Building a Membership System That Says "I Don't Know"

Most failure detectors lie. Not maliciously. They just can't handle uncertainty, so they force a binary answer when they don't have enough information to give one. A node times out, the detector marks it dead, and downstream systems treat that as fact. Sometimes it's right. Sometimes the node was just under load, the network was slow, or a GC pause ate the timeout window. Getting it wrong in the dead direction is usually worse than getting it wrong in the alive direction. You split the cluster, drop connections, trigger failover sequences that are hard to reverse.

STYX is a distributed membership system that returns a probability distribution instead of a boolean. You ask whether a node is alive and it says something like: alive 61%, dead 19%, unknown 20%. If it doesn't have enough information, it says unknown instead of guessing. If it detects a network partition where different parts of the cluster see different things, it refuses to answer at all.

This is a writeup of how it was built and why specific decisions were made.

The core problem

Standard health checks have two failure modes that look identical from outside.

The first is real failure: the process crashed, the disk died, the machine is gone.

The second is temporary unreachability: the network path is congested, the process is paused for GC, the machine is CPU-saturated and not responding to probes within the timeout window.

Both look the same to a naive detector. You send a ping, you wait, you get nothing back, you declare death. The problem is that the two cases require completely different responses. Real failure means route around the dead node and start recovery. Temporary unreachability means wait. If you confuse them, you make the second case worse. You trigger unnecessary recovery, create cascading load, and sometimes cause the very outage you were trying to detect.

The fix is to stop treating a timeout as proof of death. It is evidence. Weak evidence. How weak depends on how long you waited, whether your own machine was under load at the time, and whether other witnesses saw the same thing.

Representing uncertainty as a distribution

Instead of a boolean, STYX uses a three-value probability distribution over every node: {alive, dead, unknown}, where the three values sum to 1.

type Belief struct {
    alive   Confidence
    dead    Confidence
    unknown Confidence
}

Confidence is a float64 constrained to [0, 1]. The NewBelief constructor validates that the three values sum to 1.0 within floating-point tolerance before accepting them:

func NewBelief(alive, dead, unknown float64) (Belief, error) {
    sum := alive + dead + unknown
    if math.Abs(sum-1.0) > BeliefSumEpsilon {
        return Belief{}, fmt.Errorf("%w: got %f", ErrBeliefInvalidSum, sum)
    }
    // ...
}

The invariant is enforced at construction time so nothing downstream can accidentally use an invalid distribution. Before any evidence arrives, a node starts with {0, 0, 1}, which is total uncertainty. That is the honest starting state.
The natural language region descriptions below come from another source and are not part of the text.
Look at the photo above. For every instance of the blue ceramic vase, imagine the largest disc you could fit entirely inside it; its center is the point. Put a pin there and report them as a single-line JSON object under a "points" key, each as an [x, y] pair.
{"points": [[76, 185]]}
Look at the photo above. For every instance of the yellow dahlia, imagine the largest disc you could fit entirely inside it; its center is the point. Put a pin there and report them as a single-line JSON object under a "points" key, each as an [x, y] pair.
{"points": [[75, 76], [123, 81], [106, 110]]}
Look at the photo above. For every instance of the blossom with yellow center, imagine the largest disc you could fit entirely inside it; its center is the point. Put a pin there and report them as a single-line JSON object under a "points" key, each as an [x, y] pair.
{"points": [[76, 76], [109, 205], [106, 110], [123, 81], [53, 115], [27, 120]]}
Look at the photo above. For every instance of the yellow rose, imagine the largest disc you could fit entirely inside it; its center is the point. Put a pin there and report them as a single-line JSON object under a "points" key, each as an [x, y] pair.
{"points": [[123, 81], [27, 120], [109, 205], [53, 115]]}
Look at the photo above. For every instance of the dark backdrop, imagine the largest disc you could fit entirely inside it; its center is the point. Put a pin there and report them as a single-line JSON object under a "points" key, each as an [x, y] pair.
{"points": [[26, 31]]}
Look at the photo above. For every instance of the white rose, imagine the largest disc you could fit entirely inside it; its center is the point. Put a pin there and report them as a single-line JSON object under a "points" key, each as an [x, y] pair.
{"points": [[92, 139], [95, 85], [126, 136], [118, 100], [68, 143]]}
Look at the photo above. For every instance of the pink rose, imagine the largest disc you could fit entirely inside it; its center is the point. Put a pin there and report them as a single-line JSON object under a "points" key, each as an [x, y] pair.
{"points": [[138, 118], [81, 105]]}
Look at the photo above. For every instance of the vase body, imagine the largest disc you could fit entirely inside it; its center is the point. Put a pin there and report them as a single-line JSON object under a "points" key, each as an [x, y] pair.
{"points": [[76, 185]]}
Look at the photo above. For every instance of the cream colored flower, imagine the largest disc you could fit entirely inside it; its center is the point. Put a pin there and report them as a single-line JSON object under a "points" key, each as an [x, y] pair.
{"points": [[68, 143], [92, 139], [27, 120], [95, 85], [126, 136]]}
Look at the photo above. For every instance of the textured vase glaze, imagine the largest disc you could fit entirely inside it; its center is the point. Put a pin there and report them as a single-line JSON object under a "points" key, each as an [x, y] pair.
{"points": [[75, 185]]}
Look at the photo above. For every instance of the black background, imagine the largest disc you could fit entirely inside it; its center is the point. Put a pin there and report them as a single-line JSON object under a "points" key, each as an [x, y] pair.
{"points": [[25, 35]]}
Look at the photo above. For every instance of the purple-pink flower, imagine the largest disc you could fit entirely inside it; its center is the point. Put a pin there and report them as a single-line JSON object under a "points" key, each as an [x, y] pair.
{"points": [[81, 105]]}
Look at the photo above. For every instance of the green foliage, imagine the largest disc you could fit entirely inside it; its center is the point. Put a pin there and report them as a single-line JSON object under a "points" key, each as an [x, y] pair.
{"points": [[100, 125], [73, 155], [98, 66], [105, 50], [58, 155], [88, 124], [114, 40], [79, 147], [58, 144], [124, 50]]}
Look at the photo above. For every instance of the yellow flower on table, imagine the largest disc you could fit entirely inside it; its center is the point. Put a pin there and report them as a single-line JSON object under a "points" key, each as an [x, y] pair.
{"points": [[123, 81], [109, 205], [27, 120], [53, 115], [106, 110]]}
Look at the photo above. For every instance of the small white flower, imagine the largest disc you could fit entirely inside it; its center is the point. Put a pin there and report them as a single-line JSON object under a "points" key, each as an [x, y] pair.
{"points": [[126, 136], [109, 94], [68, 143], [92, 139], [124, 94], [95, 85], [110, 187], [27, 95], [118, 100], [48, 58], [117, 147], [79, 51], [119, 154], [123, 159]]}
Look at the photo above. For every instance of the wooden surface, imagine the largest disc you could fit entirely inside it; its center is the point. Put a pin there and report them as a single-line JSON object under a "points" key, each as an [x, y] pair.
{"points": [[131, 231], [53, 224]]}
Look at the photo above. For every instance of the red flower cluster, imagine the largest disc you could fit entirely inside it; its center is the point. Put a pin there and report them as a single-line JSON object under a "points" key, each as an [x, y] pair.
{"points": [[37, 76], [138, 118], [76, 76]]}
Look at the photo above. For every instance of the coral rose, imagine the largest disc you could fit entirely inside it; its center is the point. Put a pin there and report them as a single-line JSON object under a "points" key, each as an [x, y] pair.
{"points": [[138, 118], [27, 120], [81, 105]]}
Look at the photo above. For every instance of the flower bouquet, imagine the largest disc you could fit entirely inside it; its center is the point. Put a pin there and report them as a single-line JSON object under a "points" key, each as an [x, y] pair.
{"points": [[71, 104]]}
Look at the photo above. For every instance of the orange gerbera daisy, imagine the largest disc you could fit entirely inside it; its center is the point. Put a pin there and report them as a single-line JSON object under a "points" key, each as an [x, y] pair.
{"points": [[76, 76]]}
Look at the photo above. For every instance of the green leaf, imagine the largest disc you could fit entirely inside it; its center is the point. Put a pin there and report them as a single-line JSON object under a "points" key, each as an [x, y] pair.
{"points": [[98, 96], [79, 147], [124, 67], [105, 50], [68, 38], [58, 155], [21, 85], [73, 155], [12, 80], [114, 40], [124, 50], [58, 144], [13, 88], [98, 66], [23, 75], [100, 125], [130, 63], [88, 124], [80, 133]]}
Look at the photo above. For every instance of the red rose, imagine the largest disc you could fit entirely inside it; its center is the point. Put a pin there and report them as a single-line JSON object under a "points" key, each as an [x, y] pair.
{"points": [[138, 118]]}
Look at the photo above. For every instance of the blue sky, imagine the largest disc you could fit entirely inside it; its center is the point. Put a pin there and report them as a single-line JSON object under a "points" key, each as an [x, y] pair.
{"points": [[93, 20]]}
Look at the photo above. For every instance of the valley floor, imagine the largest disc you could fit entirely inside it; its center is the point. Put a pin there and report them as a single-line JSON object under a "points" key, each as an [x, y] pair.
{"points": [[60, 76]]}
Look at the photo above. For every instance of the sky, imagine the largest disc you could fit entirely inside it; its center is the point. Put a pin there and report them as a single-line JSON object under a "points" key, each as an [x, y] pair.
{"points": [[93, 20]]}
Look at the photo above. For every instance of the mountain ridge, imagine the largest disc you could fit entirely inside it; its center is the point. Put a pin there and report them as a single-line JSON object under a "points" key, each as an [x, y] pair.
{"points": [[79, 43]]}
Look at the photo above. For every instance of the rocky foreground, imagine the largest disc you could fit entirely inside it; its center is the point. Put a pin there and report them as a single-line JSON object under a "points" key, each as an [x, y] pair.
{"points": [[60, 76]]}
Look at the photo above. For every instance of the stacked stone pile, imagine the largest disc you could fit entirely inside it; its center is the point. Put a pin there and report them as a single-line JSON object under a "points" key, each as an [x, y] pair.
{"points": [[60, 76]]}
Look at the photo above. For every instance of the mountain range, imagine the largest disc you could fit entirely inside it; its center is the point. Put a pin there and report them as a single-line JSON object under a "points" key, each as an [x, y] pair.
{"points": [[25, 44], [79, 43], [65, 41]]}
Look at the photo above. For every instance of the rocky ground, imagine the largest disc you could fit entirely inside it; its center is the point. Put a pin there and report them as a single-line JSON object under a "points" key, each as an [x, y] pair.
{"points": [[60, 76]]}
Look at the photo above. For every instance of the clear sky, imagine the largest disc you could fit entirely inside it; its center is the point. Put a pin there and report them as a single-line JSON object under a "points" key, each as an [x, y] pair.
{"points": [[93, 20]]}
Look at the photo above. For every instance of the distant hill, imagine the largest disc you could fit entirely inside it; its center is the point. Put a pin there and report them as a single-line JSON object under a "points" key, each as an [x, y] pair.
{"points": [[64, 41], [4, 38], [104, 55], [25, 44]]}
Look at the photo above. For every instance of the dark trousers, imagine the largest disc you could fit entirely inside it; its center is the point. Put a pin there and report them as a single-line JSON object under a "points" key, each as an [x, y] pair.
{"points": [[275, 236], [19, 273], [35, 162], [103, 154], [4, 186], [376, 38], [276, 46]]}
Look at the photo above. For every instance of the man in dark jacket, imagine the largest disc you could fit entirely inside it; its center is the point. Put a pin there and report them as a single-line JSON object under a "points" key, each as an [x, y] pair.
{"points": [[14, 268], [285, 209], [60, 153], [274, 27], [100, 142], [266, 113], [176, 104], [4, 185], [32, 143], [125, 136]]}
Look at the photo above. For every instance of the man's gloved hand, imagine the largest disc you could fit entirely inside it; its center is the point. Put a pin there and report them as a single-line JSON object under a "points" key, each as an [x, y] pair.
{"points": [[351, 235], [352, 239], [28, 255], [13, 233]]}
A few constraints are baked in as properties the code is written to enforce:

•Belief is never binary. No node ever reaches {1, 0, 0} or {0, 1, 0}. The maximum certainty allowed from evidence alone is 90%.
•Unknown is always a floor. Unknown is never allowed to drop below 5%.
•Conflicting evidence widens uncertainty instead of resolving it.

These are not arbitrary. The 90% cap exists because certainty in distributed systems is rare and expensive to establish. The 5% floor on unknown exists because there is always the possibility of observer error or failure modes that the model does not cover. If a system is going to be conservative anywhere, it should be conservative about claiming certainty.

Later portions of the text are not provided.